For almost everything, sequential int IDs are fine. It's the things you expose to the users that you need to be careful with, and then don't use the primary key to access them, add another unique key to them, but keep the id in there for the db to use and for your own use.

My lesson was to go back to always using int ids, and on a few objects have a separate unique key column to expose to users for sensitive stuff.



I also don't think using UUIDs as a security (by obscurity) strategy is valid. But there are other reasons someone may choose to use UUIDs. For instance, it's convenient to generate identifiers in a decentralized manner. I want to counter your one bad experience with my (equally anecdotal) many-multiple good experiences. Databases do just fine with UUIDs.
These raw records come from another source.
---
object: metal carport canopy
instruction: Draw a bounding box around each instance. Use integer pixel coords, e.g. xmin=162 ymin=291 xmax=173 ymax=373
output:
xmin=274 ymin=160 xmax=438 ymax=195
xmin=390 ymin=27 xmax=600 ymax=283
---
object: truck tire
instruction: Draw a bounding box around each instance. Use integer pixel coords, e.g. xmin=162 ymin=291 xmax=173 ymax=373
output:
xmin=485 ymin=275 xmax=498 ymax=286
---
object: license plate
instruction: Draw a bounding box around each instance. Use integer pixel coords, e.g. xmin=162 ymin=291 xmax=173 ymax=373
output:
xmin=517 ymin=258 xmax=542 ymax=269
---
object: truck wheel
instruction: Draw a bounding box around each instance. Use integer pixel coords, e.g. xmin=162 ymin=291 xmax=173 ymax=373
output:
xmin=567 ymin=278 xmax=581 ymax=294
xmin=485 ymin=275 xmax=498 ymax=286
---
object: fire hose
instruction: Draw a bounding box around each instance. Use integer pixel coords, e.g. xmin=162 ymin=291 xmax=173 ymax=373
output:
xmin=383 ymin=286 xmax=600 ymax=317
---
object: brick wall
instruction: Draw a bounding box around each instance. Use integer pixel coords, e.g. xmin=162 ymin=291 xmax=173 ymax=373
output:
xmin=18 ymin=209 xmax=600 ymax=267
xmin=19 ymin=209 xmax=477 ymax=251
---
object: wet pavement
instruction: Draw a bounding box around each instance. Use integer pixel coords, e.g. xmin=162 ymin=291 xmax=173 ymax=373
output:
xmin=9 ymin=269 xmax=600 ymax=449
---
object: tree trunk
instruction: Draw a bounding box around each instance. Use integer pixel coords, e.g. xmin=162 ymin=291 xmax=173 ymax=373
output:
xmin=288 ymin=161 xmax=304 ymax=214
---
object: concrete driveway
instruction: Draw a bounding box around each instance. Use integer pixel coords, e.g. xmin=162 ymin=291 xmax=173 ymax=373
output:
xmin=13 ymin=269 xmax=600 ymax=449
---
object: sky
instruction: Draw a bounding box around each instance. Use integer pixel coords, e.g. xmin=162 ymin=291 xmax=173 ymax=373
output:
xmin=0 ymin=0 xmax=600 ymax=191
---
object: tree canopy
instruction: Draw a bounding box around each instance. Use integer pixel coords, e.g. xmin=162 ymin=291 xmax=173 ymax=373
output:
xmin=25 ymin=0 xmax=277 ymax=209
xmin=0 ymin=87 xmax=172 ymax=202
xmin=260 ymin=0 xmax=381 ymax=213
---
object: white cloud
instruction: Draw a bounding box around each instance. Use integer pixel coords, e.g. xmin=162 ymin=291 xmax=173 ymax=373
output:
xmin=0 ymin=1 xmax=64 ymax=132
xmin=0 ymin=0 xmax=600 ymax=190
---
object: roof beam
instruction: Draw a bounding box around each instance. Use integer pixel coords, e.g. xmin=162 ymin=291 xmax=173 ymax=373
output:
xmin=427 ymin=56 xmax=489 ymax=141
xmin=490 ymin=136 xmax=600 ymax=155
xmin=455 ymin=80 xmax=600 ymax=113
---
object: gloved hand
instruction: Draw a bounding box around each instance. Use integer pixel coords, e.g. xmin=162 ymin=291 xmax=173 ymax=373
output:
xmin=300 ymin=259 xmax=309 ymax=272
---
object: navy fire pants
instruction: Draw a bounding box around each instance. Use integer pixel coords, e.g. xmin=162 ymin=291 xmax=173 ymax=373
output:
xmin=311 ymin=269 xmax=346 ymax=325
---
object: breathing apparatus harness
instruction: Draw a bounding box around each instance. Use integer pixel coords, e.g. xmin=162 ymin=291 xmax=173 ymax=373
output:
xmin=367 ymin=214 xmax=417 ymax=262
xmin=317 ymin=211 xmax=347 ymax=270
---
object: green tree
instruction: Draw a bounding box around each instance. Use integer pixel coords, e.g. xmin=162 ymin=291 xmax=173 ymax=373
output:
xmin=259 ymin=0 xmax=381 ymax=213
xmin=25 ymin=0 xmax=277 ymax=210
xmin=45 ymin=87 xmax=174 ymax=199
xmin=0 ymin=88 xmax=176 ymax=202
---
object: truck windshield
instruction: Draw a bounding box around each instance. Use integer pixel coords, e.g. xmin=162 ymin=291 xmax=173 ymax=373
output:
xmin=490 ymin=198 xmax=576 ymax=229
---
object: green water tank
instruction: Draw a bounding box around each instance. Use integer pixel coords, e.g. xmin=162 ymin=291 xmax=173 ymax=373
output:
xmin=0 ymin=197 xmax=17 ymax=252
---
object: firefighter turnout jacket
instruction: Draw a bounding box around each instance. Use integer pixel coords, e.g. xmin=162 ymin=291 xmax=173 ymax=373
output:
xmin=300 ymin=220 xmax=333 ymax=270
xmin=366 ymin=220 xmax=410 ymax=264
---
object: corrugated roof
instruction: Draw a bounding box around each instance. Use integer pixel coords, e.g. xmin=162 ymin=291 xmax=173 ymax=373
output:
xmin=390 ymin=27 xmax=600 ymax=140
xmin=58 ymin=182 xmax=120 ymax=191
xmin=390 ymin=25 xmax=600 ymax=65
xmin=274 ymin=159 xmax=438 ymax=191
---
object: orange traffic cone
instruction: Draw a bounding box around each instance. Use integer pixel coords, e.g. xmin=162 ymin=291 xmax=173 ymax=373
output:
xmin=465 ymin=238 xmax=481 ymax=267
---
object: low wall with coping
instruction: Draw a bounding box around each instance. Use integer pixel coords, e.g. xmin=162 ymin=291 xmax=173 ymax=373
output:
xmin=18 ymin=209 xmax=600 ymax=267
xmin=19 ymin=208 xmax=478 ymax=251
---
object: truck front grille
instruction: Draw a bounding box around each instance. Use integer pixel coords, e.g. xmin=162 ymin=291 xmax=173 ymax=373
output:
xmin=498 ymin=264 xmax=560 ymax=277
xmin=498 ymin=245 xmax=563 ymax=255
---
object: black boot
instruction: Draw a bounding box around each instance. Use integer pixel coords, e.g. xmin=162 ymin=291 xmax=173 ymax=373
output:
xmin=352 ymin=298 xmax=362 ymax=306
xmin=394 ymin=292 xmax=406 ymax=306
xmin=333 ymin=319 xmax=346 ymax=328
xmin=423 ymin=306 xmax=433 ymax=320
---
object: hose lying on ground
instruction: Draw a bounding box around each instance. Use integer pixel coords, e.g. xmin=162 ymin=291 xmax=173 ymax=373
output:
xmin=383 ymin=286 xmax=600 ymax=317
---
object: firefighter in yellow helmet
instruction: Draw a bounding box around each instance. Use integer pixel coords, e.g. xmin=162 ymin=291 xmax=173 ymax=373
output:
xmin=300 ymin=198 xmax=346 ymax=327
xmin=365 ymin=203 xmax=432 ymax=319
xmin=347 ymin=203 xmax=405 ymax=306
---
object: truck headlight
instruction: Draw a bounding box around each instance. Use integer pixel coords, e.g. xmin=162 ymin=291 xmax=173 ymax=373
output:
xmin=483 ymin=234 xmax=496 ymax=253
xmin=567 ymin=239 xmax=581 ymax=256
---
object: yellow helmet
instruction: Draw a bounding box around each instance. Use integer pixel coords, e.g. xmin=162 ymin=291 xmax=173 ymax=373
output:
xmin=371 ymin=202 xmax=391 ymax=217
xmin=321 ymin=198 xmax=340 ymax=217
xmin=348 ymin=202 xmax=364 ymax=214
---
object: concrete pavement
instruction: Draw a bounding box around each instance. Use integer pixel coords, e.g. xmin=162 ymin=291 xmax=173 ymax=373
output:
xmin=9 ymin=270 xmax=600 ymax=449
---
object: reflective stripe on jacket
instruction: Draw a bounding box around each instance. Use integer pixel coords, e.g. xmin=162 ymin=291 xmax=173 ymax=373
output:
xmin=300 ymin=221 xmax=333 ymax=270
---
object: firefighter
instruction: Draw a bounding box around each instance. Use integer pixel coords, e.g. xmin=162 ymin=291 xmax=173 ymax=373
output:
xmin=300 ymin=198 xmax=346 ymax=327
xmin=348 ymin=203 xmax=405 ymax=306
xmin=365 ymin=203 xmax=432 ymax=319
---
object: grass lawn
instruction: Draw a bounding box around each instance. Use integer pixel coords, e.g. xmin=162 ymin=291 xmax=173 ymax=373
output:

Though we may be working on different kinds of systems, and optimizing for different things. I don't frown upon using integers (well, longs) for identifiers, but I personally prefer UUIDs.


A securely generated 128 bit UUID isn't security-by-obscurity, but rather security-by-cryptography. It's still bad not to have authorization checks, because UUIDs can "leak" into logs, browser histories, emails, and things like that. But the security benefit of using crypto-random IDs is neither cosmetic nor superficial.

Most applications don't use UUIDs and many of them are fine and I definitely wouldn't ding an app for using monotonic IDs, but I'm increasingly thinking that it's worth praising UUIDs more.


If you know the (integer) identifier, and because the bad application isn't secured with authentication, you get access to something you're not supposed to. If you make the identifier a lot harder to know, and you still have no security, that smells like the obscurity part. I can absolutely see your point that the UUID identifiers are not just a lot harder to guess, they may be impossible to guess. But the security is still bad, and I don't think that the impossible to guess-property of the UUIDs should be a substitute for security. I don't think we really disagree, though.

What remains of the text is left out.